Fundo vira alternativa e dá crédito para startups brasileiras

Veículo só trabalha com dívida real, não conversível em ações.

Com as taxas de juros menores no mercado brasileiro, um grupo de empresas que não conseguia ter acesso a crédito começa a encontrar alternativas. A gestora SP Ventures, que estruturava fundos de participação para investimento em startups, montou um veículo cujo propósito é atuar com dívida para esse perfil de empresas.

“É um modelo bastante usado nos Estados Unidos, mas ainda recente no Brasil por conta da taxa de juros e do próprio mercado de venture capital, que há cinco anos era incipiente”, diz Gabriela Gonçalves, executiva à frente do negócio. “Como as taxas diminuíram e o mercado de venture capital ganhou volume, lançamos o primeiro fundo para financiar essas empresas não com compra de capital, mas crédito”, afirma a executiva.

O fundo captou R$ 140 milhões, sendo metade dos recursos do Banco Nacional de Desenvolvimento Econômico e Social (BNDES) – o aporte do banco veio após uma concorrência entre propostas de gestoras no segmento de venture capital. “A participação do banco permite desenvolver uma nova classe de ativos”, diz Gabriela.

Segundo ela, o fundo só trabalha com dívida real, não conversível em ações. O instrumento pode ser debênture ou cédula de crédito bancário (CCB). “O mais comum é debênture porque a CCB é um pouco mais cara, já que tem IOF [Imposto sobre Operações Financeiras]”, explica.
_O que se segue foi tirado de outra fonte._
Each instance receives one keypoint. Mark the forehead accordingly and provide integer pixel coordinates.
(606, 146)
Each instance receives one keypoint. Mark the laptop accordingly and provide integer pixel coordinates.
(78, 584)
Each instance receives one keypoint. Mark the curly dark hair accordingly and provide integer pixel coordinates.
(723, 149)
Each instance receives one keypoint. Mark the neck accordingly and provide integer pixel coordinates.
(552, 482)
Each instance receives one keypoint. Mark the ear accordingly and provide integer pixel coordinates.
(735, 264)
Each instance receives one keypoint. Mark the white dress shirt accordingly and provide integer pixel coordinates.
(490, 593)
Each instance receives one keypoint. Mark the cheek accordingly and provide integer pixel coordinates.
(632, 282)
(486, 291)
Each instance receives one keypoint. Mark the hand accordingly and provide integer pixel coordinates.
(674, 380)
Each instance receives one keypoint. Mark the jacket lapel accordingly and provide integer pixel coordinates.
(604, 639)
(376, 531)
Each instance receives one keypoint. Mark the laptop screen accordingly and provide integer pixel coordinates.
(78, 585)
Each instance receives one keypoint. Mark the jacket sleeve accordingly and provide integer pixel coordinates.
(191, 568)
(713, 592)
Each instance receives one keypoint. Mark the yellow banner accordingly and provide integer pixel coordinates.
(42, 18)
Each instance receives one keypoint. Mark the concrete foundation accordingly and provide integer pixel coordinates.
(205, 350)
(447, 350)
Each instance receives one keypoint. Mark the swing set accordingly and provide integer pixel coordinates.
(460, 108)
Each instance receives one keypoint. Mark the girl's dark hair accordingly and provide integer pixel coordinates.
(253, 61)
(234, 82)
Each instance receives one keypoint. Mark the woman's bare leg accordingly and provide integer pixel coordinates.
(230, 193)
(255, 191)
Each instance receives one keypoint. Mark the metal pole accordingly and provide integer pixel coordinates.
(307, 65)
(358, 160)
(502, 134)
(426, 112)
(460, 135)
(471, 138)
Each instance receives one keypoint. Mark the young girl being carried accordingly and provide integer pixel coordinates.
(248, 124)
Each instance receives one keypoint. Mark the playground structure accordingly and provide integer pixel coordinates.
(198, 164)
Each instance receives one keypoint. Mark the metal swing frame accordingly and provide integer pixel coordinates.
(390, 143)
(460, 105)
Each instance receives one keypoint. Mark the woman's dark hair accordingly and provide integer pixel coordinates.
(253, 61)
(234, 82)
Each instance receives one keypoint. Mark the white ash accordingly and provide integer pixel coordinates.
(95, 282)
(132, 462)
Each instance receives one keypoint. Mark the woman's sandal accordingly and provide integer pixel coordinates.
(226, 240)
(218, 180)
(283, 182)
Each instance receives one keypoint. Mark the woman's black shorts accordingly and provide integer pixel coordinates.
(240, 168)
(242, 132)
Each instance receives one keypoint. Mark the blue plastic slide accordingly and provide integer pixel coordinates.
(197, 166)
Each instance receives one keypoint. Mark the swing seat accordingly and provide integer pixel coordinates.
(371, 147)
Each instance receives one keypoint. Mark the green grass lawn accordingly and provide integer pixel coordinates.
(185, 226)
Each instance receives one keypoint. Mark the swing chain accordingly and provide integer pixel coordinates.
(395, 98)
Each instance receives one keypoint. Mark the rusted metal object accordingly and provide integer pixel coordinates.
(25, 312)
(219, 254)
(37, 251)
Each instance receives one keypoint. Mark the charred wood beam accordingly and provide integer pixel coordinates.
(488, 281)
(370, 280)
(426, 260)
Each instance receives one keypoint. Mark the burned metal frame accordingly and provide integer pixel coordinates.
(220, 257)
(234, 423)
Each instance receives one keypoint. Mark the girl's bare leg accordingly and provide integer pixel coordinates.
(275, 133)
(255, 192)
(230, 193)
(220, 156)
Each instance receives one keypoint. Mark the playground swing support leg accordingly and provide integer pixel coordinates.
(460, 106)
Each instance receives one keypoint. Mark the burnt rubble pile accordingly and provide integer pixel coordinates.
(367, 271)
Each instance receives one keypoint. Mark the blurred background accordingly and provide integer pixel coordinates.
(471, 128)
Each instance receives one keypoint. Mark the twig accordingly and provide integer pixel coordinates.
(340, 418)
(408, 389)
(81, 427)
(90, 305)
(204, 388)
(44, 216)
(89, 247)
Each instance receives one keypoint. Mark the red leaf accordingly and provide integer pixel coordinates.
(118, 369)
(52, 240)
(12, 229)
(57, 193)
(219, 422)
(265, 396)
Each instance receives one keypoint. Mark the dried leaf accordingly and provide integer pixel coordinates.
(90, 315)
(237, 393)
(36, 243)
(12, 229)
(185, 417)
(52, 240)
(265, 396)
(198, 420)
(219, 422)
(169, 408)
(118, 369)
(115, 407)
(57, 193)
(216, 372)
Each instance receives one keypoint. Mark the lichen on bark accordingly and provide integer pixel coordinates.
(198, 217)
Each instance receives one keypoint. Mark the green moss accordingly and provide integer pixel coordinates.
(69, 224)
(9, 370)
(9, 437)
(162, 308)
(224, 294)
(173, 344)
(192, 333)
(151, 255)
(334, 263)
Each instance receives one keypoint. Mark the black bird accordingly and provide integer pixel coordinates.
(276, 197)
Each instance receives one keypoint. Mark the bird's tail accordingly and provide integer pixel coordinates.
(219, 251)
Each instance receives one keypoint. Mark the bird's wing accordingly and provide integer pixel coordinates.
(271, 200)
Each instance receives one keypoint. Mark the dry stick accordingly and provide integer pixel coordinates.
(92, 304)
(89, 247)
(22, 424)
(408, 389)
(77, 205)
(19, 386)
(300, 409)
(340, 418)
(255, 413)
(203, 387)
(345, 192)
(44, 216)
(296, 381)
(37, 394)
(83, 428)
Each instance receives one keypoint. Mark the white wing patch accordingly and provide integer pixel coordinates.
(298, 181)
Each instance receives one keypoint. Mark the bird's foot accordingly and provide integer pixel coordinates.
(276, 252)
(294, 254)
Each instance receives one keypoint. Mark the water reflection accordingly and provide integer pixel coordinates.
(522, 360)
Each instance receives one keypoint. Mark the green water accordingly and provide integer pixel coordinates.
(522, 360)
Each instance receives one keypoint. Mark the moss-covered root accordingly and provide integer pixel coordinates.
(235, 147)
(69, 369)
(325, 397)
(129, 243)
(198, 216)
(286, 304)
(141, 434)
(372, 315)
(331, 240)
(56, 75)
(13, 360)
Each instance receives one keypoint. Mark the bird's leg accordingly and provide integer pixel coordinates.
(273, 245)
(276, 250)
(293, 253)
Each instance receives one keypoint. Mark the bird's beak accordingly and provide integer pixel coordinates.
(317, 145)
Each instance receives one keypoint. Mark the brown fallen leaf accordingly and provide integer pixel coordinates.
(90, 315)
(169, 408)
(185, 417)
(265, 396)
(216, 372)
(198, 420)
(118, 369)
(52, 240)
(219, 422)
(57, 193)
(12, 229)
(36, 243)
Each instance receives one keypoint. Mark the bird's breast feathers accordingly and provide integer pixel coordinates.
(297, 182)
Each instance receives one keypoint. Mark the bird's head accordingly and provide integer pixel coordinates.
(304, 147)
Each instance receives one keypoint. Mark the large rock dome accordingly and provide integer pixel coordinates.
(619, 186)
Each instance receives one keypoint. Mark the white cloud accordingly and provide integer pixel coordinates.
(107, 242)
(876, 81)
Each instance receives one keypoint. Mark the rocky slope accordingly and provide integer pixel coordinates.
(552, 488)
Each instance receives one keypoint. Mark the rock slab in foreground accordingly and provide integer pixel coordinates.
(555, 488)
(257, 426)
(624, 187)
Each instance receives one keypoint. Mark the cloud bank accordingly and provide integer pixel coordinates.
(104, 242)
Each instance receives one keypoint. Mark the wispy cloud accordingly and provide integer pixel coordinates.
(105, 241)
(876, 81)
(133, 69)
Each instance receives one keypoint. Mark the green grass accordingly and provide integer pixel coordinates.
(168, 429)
No mercado americano, é comum que o empreendedor por trás da startup tome dívida para adiar ou reduzir uma rodada de capitalização com venda de ações. “É uma forma de não ser muito diluído ou postergar essa diluição para quando a empresa ganhar tamanho”, diz Gabriela. Mas o financiamento também pode ser usado para capital de giro, para operações de fusões e aquisições (M&A) ou para reestruturações societárias. “Pode ser para recomprar a participação de um investidor anjo, por exemplo”, explica.

O fundo dá crédito para empresas que tenham faturado até R$ 90 milhões no ano anterior e que já tenham um negócio relativamente estabelecido e em busca de crescimento – para fases iniciais, quando ainda está em teste de produto, por exemplo, o risco de crédito elevado exigiria taxas de juros maiores, anulando a vantagem desse tipo de empréstimo.

O cheque mínimo para as transações é de R$ 1 milhão e o máximo, de R$ 14 milhões, com um limite para o endividamento correspondente a 30% do faturamento da empresa. “As taxas variam conforme as garantias, que são adaptadas para a realidade dessas companhias. Muitas não têm um contrato firme de fornecimento, por exemplo  então não tem como fazer cessão de recebíveis”, diz ela. “O mais comum é ter um aval e conta vinculada.”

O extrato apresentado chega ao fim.